Mi ha sempre incuriosito molto il fenomeno per cui nella scienza si cerca qualcosa, si progetta un esperimento, si parte da una domanda di ricerca, e poi cammin facendo si scopre tutt’altro. Volevo però liberare questo concetto dalle solite storielle un po’ di folklore che lo hanno sempre circondato, dalla penicillina ai raggi X e così via. La serendipità è diventata un’idea pop e così ha perso la sua pregnanza, che a mio avviso resta di grande interesse. Così sono ripartito dalle origini del termine (a loro volta, molto serendipitose!), ho scritto una prima parte “archeologica” e di storia dell’idea (dalla favola persiana di Amir Khusrau a Walpole, allo Zadig di Voltaire, al metodo indiziario da Thomas H. Huxley a Carlo Ginzburg, arrivando fino alla trattazione magistrale di Robert Merton), quindi ho provato a proporre una tassonomia nuova dei processi di serendipità, e infine una teoria della serendipità, cioè un’ipotesi sul perché è così diffusa nella scienza.

La serendipità si manifesta secondo me in modo debole, quando il ricercatore scopre qualcosa che stava cercando ma lo fa in modo occasionale e fortunato (la penicillina, la radiazione cosmica di fondo, i vaccini), oppure in modo forte, quando il ricercatore scopre qualcosa che veramente non stava nemmeno cercando, come nel caso di molte scoperte di impatto medico e tecnologico (velcro, nylon, teflon, eccetera), o quando addirittura si scoprono soluzioni prima ancora che esista il problema! (È successo per esempio con i vetri infrangibili).

Non penso che la serendipità sia soltanto legata agli errori generativi, come sosteneva Umberto Eco facendo l’esempio della “scoperta” dell’America da parte di Cristoforo Colombo (resa possibile dalla valutazione sbagliata sulle dimensioni della Terra), e neppure che abbia a che fare soltanto con le capacità abduttive degli scienziati, che come Sherlock Holmes raccolgono indizi e selezionano le ipotesi migliori.
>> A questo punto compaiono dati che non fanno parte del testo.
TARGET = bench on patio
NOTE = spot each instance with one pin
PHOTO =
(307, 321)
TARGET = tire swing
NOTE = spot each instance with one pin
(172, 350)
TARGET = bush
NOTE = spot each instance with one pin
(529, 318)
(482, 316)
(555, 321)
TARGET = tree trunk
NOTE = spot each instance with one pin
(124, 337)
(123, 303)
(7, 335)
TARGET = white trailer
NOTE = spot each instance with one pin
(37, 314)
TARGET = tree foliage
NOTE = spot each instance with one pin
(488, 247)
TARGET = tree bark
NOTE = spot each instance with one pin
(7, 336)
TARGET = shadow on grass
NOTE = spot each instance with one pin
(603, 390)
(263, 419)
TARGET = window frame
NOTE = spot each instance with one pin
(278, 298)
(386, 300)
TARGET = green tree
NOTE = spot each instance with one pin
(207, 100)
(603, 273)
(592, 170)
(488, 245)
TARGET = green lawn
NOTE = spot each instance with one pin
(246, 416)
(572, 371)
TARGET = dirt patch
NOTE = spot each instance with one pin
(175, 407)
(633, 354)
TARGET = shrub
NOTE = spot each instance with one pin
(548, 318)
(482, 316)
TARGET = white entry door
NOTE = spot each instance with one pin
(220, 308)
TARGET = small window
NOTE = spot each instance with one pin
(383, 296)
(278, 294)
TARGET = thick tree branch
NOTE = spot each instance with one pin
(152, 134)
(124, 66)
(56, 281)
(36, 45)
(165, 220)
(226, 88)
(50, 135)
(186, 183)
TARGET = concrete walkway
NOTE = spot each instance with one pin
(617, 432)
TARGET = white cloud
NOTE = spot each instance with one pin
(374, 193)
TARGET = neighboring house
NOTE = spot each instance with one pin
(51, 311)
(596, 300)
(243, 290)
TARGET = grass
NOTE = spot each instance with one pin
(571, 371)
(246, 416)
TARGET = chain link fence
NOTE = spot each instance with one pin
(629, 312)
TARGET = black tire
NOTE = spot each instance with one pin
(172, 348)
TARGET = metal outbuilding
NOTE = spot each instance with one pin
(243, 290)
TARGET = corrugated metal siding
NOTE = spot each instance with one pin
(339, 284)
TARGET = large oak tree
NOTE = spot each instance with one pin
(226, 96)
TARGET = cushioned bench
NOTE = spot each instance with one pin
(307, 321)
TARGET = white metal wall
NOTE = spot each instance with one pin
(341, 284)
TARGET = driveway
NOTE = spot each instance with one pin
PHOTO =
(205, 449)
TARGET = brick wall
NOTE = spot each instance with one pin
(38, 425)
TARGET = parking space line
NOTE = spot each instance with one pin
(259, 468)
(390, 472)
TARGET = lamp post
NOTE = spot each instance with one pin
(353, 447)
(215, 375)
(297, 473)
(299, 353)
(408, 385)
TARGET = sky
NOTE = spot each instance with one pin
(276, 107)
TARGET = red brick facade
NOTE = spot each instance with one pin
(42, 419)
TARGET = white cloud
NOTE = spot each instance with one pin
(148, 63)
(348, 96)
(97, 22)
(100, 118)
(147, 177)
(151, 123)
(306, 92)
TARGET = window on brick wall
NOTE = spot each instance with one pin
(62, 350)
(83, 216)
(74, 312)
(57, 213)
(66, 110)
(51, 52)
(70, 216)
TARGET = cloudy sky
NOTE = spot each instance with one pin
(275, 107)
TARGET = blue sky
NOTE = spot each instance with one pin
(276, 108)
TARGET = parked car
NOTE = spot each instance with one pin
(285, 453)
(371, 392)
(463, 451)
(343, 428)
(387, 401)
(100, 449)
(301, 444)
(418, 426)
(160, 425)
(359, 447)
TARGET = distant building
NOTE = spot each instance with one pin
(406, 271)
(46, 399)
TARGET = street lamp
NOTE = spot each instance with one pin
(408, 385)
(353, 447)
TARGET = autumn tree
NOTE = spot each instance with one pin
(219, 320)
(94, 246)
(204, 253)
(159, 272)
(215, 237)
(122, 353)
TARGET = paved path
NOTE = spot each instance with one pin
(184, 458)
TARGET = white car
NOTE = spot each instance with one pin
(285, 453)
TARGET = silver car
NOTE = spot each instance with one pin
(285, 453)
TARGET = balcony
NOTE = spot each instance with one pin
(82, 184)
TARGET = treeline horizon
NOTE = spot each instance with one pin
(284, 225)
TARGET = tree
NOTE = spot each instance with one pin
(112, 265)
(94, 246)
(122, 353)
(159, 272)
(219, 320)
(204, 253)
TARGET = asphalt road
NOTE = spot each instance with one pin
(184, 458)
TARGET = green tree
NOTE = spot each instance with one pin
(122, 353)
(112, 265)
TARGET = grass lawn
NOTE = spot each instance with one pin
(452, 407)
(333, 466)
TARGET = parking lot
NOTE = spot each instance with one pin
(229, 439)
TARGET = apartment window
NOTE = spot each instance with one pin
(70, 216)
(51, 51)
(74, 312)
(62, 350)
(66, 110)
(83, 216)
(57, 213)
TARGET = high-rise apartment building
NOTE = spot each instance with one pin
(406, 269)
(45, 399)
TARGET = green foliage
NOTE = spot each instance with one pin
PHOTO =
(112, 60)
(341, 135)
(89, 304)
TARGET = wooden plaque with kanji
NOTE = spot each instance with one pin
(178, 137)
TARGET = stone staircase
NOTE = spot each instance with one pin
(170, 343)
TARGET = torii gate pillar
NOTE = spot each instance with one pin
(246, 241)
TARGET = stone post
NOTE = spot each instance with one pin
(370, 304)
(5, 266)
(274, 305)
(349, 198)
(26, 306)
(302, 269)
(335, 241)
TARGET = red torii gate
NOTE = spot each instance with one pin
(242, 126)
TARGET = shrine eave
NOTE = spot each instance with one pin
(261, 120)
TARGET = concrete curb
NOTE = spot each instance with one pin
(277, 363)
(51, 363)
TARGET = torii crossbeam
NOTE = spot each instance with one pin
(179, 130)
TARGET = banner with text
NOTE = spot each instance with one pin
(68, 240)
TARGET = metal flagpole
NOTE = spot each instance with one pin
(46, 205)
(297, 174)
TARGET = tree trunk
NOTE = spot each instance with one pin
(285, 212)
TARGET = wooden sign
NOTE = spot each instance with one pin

Nella serendipità si nasconde qualcosa di più profondo sul metodo scientifico, qualcosa legato al nostro grado di ignoranza, cioè al fatto che le teorie scientifiche illuminano soltanto una porzione limitata dei fenomeni naturali, e che spesso non solo sappiamo di non sapere ma ci accorgiamo di non sapere di non sapere. Veniamo cioè sorpresi da una realtà che non avevamo nemmeno gli strumenti cognitivi per sapere di non conoscerla.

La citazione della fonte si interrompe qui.